BEIJING — On one of his many visits abroad in recent years, Xi Jinping, the presumptive new leader of China, met in 2009 with local Chinese residents in Mexico City, where in a relaxed atmosphere he indirectly criticized the United States.
“There are a few foreigners, with full bellies, who have nothing better to do than try to point fingers at our country,” Mr. Xi said, according to a tape broadcast on Hong Kong television. “China does not export revolution, hunger, poverty nor does China cause you any headaches. Just what else do you want?”
Mr. Xi is set to be elevated to the top post of the Chinese Communist Party at the 18th Party Congress scheduled to begin here on Nov. 8 — only two days after the American election. He will take the helm of a more confident China than the United States has ever known. He will be assuming supreme power in China at a time when relations between the two countries are adrift, sullied by suspicions over a clash of interests in Asia and by frequent attacks on China in the American presidential campaign.

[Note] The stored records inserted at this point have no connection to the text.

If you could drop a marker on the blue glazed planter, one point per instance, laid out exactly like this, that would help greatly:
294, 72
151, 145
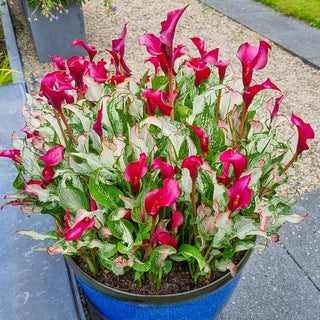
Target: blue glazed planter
202, 304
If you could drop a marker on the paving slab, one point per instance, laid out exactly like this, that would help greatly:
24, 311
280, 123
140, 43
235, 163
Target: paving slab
291, 34
283, 281
11, 44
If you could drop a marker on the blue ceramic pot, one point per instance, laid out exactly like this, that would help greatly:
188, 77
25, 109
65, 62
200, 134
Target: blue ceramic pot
202, 304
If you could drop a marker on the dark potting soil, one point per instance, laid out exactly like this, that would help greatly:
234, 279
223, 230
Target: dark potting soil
177, 281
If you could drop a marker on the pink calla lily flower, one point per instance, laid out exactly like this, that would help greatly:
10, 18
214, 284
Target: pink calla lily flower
238, 161
204, 139
58, 63
240, 195
53, 156
177, 219
305, 132
81, 223
200, 68
166, 169
157, 99
92, 51
192, 163
135, 171
13, 154
252, 58
167, 33
53, 87
225, 179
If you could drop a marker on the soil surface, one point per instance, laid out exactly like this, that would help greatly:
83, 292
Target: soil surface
177, 281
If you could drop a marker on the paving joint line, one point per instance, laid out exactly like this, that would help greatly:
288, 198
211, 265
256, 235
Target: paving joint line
299, 266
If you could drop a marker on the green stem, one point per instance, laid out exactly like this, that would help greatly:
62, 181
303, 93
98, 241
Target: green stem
93, 268
218, 103
60, 125
195, 231
243, 119
170, 74
159, 279
68, 128
153, 228
291, 162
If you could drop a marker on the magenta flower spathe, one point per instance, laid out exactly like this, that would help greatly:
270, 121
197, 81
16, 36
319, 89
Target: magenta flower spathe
53, 156
252, 58
305, 132
74, 229
92, 51
204, 139
13, 154
166, 169
238, 161
239, 194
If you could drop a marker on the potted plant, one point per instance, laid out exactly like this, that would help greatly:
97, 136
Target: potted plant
48, 22
156, 178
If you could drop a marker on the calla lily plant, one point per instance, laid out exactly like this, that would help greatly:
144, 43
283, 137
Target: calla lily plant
179, 165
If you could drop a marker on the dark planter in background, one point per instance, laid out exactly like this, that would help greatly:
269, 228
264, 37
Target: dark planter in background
54, 38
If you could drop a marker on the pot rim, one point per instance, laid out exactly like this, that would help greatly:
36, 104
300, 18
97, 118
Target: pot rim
157, 299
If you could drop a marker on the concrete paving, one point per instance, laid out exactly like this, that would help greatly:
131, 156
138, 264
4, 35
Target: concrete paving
291, 34
281, 283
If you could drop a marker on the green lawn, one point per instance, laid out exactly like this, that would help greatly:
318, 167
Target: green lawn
305, 10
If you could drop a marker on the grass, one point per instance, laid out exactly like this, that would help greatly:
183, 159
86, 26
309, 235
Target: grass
5, 71
305, 10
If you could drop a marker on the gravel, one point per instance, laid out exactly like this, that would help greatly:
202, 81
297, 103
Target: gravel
289, 73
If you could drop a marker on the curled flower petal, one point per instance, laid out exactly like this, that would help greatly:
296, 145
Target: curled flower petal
169, 26
239, 194
177, 219
13, 154
166, 169
53, 156
204, 139
225, 179
275, 110
58, 63
238, 161
305, 132
200, 68
92, 51
252, 58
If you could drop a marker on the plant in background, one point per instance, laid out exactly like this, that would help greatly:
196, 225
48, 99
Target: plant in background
179, 166
52, 8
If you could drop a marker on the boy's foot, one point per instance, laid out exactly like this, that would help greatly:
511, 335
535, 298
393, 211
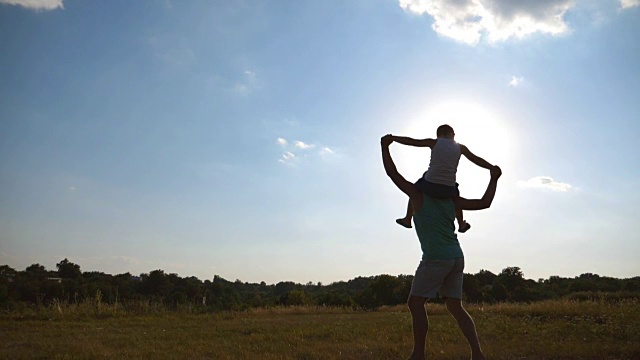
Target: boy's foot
464, 227
402, 222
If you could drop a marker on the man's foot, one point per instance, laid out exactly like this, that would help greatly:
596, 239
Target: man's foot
404, 222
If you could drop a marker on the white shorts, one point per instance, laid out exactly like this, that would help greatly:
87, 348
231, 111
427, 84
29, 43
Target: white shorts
438, 276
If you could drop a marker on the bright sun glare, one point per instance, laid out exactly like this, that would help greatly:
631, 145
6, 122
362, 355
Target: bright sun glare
481, 130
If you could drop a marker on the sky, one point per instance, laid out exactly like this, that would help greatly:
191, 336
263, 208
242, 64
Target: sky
242, 138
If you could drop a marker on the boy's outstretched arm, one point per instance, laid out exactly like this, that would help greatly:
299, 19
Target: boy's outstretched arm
487, 198
415, 195
474, 158
404, 140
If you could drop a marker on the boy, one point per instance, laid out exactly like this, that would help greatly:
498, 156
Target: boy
439, 181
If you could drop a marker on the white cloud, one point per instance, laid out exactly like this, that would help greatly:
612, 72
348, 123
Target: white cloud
303, 146
287, 157
498, 20
297, 152
282, 142
326, 151
36, 4
626, 4
546, 182
515, 81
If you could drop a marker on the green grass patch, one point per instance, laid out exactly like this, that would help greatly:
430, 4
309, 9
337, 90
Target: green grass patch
559, 329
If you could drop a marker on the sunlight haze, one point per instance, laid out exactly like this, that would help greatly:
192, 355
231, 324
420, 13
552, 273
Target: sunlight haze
242, 139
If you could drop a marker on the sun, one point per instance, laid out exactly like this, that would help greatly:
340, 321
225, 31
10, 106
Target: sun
479, 128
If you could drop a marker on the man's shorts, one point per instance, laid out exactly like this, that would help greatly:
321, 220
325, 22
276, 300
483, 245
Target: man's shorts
437, 191
438, 276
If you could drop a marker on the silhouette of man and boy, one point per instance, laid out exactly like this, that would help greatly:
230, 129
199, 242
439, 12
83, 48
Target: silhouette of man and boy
434, 203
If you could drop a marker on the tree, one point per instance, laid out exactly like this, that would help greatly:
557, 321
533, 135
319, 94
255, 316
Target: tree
68, 270
511, 278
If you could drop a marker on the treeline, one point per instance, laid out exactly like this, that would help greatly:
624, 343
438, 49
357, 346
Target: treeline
37, 285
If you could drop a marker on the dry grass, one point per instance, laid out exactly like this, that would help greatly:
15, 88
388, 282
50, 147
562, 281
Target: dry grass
547, 330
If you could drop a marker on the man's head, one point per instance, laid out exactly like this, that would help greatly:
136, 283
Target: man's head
445, 131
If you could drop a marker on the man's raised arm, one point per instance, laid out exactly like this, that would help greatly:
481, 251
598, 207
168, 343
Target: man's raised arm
414, 142
390, 168
487, 198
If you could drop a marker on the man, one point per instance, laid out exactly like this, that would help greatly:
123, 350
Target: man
442, 265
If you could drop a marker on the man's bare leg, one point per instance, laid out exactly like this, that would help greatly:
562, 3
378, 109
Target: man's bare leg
466, 324
420, 326
406, 221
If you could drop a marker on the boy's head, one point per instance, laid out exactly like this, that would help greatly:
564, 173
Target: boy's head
445, 131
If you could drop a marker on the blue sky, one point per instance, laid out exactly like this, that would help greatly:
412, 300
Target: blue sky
241, 138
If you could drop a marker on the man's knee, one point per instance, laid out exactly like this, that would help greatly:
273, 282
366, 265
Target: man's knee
416, 303
454, 305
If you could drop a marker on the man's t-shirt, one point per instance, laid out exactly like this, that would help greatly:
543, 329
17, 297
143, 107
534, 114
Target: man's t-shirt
436, 231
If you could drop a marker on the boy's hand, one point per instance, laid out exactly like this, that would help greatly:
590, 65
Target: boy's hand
386, 140
496, 172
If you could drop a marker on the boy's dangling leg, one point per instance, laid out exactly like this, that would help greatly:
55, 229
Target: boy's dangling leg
406, 221
463, 226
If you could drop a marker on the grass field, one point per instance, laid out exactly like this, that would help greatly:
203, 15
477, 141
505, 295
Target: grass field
557, 329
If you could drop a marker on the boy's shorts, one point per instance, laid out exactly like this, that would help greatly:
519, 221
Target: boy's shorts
437, 191
438, 276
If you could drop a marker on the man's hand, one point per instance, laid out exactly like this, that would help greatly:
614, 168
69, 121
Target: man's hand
496, 172
386, 140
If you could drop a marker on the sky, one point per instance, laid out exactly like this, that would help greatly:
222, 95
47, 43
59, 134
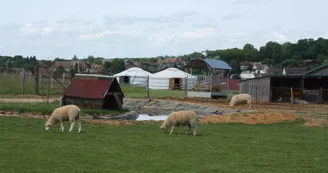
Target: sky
148, 28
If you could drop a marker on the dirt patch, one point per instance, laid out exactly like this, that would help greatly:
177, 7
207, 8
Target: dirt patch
223, 103
255, 118
26, 100
111, 122
314, 122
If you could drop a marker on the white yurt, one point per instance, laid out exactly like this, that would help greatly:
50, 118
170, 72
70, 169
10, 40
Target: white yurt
133, 76
171, 78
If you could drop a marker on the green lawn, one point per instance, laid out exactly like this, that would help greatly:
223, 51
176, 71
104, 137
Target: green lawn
9, 87
43, 108
12, 85
284, 147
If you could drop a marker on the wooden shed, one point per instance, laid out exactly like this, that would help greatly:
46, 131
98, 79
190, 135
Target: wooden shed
94, 92
311, 86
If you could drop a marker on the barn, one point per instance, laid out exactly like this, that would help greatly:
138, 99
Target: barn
94, 92
311, 85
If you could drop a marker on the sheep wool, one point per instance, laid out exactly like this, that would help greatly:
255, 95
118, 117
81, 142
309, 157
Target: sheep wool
64, 113
239, 98
180, 118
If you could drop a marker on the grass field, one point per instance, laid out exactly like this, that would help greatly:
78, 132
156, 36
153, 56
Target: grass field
47, 109
230, 148
11, 86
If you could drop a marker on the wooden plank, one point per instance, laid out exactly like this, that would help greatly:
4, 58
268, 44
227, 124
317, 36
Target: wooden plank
118, 100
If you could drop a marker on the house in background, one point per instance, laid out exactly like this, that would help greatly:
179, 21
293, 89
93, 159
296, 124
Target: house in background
82, 65
294, 70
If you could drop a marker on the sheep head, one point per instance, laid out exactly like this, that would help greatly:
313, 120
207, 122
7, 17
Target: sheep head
47, 125
164, 128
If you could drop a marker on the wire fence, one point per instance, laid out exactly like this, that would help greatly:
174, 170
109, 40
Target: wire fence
191, 85
132, 86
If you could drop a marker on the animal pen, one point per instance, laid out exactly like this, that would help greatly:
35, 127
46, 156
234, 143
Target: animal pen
214, 84
94, 92
280, 88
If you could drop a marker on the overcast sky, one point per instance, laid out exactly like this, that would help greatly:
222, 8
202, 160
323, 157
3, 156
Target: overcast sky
145, 28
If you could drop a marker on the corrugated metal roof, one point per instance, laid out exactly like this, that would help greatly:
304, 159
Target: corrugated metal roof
315, 69
88, 88
217, 64
211, 63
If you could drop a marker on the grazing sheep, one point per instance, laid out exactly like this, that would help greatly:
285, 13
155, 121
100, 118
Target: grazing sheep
241, 98
180, 118
298, 101
65, 113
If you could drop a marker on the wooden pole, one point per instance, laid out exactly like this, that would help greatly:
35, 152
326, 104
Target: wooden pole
291, 95
22, 75
186, 86
321, 95
148, 95
36, 79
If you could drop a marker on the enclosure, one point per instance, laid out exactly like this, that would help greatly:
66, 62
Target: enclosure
94, 92
312, 88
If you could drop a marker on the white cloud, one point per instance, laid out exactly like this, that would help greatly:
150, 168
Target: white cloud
200, 33
278, 37
97, 35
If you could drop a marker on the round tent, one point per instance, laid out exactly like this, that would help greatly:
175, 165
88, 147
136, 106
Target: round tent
133, 76
171, 78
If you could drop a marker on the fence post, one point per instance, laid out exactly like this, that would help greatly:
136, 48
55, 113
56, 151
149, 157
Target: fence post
29, 78
256, 94
63, 77
52, 82
321, 95
148, 96
36, 79
22, 76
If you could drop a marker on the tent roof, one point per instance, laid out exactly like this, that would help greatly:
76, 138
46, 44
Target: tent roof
134, 71
171, 72
210, 63
90, 86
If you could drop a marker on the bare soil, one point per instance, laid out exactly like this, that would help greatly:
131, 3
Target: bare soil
268, 113
286, 107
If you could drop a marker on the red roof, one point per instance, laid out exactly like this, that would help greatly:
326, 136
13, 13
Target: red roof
88, 88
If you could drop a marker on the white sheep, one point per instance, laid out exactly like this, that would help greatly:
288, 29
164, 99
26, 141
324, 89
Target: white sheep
65, 113
239, 98
180, 118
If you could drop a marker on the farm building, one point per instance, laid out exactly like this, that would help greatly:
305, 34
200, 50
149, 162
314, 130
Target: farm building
311, 85
94, 92
133, 76
214, 84
170, 78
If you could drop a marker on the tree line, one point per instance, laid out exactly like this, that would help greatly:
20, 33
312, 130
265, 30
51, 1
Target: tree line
274, 54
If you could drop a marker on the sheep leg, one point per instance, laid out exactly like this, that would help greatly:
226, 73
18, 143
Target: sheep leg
72, 125
172, 130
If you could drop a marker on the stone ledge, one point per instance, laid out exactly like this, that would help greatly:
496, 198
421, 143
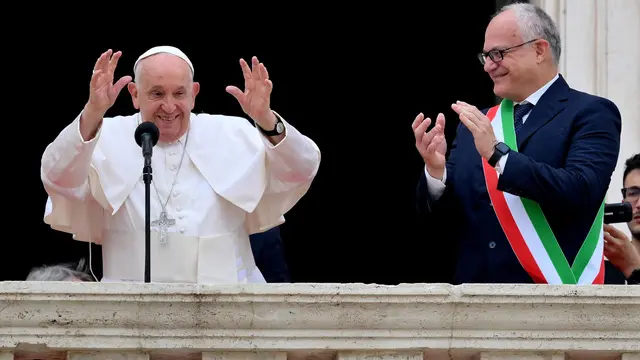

In the last four months, China has forged an aggressive, more nationalistic posture in Asia that may set the tone for Mr. Xi’s expected decade-long tenure, analysts and diplomats say, pushing against American allies, particularly Japan, for what China considers its territorial imperatives. The son of a revolutionary general, Mr. Xi, 59, boasts far closer ties to China’s fast-growing military than the departing leader, Hu Jintao, had when he took office. As Mr. Xi rose through the ranks of the Communist Party, he made the most of parallel posts in the People’s Liberation Army, deeply familiarizing himself with the inner workings of the armed forces.
Even if Mr. Xi does not immediately become head of the crucial Central Military Commission as well as party leader, he will almost certainly do so within two years, giving him at least eight years as the direct overseer of the military.